Paula le tendió la mano.


—Adiós.


Pedro miró un momento la mano y se la estrechó.


—Adiós, doctora.


Mantuvo el apretón más tiempo del necesario, el suficiente para convertirlo en algo más íntimo.


El suficiente para distraerla de los gritos que fueron creciendo en volumen hasta que la persona que gritaba llegó a su lado.


—¡Doctora Chaves! ¡Doctora Chaves! —Pedro se apartó y Lucia Holcomb se lanzó sobre Paula y la abrazó con fuerza.


El impacto hizo que se le cayera el bolso y su contenido se esparciera por el suelo.


—Lucia —Paula se apartó los rizos castaños de la cara y observó la sonrisa resplandeciente de la chica—. ¿Qué pasa?


—Estoy embarazada.


Paula abrió la boca sorprendida. El aire frío en la lengua le recordó que debía cerrarla. Aquello era lo que menos necesitaba Lucia en ese momento.


—¿Estás segura?


—Sí. Esta mañana me he hecho una de esas pruebas caseras y ha dado positivo. ¡Vamos a estar embarazadas juntas!


Lucia volvió a abrazarla. Ésa era la parte maníaca de su personalidad maníaco depresiva. Paula le dio palmaditas en la espalda, incapaz de encontrar palabras para felicitarla. 

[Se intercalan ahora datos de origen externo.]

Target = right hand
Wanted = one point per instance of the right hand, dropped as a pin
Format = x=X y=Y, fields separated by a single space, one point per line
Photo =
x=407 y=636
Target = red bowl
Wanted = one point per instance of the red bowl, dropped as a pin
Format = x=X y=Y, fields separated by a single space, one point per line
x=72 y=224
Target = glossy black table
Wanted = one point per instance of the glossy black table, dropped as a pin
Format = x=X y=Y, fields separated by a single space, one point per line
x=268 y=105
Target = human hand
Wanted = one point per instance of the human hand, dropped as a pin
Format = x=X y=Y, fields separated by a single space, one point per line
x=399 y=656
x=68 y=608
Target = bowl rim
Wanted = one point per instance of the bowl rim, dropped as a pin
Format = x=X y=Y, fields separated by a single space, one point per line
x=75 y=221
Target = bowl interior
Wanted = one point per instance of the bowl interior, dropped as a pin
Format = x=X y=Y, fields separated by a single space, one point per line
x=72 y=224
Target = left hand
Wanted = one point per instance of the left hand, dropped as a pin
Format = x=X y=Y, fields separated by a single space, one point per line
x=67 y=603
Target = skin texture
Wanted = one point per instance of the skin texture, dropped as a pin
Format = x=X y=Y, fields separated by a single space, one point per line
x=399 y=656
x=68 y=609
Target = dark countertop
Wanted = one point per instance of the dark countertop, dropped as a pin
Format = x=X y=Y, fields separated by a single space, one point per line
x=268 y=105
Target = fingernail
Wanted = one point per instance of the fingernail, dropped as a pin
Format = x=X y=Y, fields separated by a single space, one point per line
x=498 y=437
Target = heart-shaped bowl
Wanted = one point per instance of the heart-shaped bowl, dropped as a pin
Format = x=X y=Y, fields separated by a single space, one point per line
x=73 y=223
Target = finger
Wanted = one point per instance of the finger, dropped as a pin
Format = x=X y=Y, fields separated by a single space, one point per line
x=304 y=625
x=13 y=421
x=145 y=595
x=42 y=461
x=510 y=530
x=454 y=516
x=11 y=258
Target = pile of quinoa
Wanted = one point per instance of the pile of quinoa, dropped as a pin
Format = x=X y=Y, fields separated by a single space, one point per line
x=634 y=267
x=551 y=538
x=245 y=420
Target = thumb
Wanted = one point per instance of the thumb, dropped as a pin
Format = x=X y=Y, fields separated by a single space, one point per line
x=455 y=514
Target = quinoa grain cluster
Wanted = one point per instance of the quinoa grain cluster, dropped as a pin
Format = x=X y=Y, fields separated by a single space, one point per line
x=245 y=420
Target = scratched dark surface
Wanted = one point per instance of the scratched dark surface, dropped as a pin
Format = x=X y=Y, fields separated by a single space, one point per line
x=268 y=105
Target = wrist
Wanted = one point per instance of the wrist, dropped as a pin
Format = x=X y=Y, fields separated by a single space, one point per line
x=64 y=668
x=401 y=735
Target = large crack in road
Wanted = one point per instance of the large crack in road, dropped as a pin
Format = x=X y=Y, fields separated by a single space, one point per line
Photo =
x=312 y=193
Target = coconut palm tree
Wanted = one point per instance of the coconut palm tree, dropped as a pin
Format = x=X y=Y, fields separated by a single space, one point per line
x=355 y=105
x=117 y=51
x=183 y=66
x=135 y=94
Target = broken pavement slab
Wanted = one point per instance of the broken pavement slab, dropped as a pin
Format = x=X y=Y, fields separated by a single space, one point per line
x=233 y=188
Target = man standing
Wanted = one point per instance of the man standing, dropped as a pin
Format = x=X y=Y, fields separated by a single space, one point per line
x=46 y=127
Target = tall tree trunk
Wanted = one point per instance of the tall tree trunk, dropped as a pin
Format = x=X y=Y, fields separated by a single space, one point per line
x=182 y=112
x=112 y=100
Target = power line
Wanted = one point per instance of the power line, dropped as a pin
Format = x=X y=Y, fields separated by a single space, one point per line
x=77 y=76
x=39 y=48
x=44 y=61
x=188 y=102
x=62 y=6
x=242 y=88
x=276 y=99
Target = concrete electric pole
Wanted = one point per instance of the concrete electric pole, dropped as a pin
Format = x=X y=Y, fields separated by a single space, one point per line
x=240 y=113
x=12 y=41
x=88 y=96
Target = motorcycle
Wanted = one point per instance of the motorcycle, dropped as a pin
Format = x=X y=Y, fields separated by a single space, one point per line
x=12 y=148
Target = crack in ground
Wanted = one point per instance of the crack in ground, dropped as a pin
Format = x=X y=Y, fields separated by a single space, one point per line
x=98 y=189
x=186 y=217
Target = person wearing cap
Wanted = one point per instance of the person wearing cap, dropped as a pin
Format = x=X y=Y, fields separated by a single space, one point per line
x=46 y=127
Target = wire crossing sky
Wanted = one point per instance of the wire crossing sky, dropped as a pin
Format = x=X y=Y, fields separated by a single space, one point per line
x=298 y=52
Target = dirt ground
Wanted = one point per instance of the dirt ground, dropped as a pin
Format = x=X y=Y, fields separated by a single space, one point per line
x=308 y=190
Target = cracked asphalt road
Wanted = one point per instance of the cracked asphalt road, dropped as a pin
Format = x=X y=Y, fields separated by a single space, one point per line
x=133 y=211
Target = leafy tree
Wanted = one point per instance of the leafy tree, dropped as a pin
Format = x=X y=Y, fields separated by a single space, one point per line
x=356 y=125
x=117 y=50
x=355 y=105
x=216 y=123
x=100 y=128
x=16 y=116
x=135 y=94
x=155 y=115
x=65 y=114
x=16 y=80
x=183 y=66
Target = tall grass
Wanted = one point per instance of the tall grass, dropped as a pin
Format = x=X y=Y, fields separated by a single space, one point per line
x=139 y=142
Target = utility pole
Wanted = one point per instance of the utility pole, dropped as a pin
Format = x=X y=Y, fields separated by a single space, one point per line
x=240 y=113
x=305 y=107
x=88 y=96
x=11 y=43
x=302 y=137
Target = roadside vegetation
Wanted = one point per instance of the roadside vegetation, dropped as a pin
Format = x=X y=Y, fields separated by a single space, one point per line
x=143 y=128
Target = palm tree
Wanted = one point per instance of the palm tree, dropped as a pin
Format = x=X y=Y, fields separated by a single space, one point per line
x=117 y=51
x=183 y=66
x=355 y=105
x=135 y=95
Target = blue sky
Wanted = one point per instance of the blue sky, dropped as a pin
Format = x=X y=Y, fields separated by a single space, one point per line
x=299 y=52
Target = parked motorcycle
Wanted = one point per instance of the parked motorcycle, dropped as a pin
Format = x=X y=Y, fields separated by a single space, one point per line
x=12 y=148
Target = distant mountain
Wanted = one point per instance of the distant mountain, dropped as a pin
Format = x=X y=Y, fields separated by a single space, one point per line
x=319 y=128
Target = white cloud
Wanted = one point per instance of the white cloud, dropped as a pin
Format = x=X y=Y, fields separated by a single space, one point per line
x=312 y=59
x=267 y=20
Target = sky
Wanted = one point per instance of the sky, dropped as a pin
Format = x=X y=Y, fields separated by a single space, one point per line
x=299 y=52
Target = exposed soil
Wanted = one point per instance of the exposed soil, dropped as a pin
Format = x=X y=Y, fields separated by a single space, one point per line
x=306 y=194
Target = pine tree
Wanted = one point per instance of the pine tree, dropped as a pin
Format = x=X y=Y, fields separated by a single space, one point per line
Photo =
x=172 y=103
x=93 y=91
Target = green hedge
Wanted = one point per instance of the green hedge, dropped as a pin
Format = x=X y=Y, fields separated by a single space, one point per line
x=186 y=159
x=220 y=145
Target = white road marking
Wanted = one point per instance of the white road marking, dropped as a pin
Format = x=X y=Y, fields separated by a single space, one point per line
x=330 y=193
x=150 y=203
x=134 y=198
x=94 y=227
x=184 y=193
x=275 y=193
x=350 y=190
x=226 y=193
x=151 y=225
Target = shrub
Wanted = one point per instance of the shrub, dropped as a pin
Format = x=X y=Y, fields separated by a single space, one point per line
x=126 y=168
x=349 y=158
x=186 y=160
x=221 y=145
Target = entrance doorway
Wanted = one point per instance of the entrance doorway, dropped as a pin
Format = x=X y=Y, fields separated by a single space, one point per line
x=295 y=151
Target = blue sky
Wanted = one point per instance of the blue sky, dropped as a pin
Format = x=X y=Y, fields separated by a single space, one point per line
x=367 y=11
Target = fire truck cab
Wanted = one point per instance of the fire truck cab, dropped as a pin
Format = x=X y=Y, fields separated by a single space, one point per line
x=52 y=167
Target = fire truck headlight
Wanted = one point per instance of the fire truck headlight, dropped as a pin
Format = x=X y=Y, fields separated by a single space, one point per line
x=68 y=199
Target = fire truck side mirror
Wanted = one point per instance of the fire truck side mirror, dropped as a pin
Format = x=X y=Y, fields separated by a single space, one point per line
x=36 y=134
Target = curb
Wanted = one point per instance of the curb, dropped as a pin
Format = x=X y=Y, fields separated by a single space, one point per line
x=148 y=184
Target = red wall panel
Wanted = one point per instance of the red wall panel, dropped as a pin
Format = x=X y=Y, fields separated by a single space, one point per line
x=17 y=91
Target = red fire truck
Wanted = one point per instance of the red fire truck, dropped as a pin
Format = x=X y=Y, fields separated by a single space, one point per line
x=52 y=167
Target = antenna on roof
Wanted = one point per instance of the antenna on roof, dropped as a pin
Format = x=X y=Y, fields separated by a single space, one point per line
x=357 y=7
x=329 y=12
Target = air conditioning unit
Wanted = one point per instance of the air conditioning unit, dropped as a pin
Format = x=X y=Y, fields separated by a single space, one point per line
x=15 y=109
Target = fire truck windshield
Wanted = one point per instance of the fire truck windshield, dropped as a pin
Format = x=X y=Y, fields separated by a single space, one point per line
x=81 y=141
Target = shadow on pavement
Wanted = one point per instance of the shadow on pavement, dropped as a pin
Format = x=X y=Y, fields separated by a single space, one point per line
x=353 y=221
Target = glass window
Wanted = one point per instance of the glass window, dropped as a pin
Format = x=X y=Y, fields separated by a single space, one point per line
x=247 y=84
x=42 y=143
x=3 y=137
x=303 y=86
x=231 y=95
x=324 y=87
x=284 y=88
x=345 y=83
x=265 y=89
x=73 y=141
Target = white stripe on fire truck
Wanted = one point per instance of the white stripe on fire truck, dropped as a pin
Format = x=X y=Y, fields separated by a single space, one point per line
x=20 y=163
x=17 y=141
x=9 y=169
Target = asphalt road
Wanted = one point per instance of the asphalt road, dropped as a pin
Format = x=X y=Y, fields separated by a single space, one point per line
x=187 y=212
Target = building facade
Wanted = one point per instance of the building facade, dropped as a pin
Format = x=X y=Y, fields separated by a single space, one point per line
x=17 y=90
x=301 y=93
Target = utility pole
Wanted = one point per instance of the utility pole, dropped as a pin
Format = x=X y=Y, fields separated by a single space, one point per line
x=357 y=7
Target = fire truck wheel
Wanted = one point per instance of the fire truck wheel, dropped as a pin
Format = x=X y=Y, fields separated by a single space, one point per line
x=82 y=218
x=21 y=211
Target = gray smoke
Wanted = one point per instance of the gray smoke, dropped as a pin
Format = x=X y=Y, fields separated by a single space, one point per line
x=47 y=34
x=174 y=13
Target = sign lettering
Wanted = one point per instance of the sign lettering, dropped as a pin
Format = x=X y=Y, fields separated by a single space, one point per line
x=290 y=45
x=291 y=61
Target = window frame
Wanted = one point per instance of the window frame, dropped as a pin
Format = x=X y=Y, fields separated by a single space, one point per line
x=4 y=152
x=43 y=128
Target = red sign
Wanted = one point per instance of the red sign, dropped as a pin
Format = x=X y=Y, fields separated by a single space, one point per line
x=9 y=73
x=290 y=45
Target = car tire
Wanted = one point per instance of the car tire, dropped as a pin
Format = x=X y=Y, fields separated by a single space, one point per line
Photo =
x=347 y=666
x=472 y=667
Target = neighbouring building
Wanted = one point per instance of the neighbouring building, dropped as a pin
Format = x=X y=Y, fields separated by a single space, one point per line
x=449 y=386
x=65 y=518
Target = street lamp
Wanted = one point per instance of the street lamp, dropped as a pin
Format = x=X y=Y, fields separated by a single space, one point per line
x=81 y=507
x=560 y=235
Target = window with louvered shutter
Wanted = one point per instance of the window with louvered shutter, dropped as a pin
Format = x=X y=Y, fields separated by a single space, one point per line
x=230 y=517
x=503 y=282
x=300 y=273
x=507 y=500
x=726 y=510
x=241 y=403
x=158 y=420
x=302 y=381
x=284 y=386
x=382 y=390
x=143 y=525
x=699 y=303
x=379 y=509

Lucia no se había recuperado todavía de un aborto reciente y tenía problemas con su novio. Aquello no era una buena noticia y necesitaban hablar.


Se soltó y sonrió.


—¿Tienes unos minutos? Creo que deberíamos hablar más de esto.


—Desde luego. Iba a pedir apuntes de la última clase. Me la he saltado porque sabía que esta mañana no podía concentrarme, pero luego voy a su despacho, ¿de acuerdo?


—Muy bien. Te espero en diez minutos.


Mientras observaba alejarse a Paula, se dio cuenta de que Pedro había vuelto a acudir en su rescate y recogía sus cosas del suelo.


—Me parece que a usted no le ha gustado la noticia —dijo.


—No —reconoció ella. Tomó el bolso que él le tendía—. Gracias.


Pedro sostenía todavía algo en la mano. Un papel escrito. 


Paula vio que lo leía y se ponía muy serio y comprendió lo que podía ser. ¿Por qué no lo había tirado ya? Había olvidado que lo había metido en su bolso.


—¿Quién es Papá? —preguntó él. Paula le quitó la nota de la mano y la guardó en el bolso.


—Te agradecería que te ocuparas de tus asuntos.


—¿Ese tipo es real o esto es una broma perversa?


—Adiós, Pedro.


—Dice que quiere quitarle a la niña.


—Adiós.


—¿Doctora?


Paula se volvió y anduvo apresuradamente hacia el santuario de su despacho privado.


Dejar que Pedro Alfonso compartiera su carga era un lujo que no podía permitirse. Horacio Norwood albergaba ya sospechas sobre su relación con Pedro. Podía haber otros que los hubieran visto juntos y confundieran el vínculo entre ellos.


Pedro Alfonso no era una opción. Tenía que lidiar con Papá sola.


Aunque le hubiera gustado que la idea de hacerlo no la asustara tanto.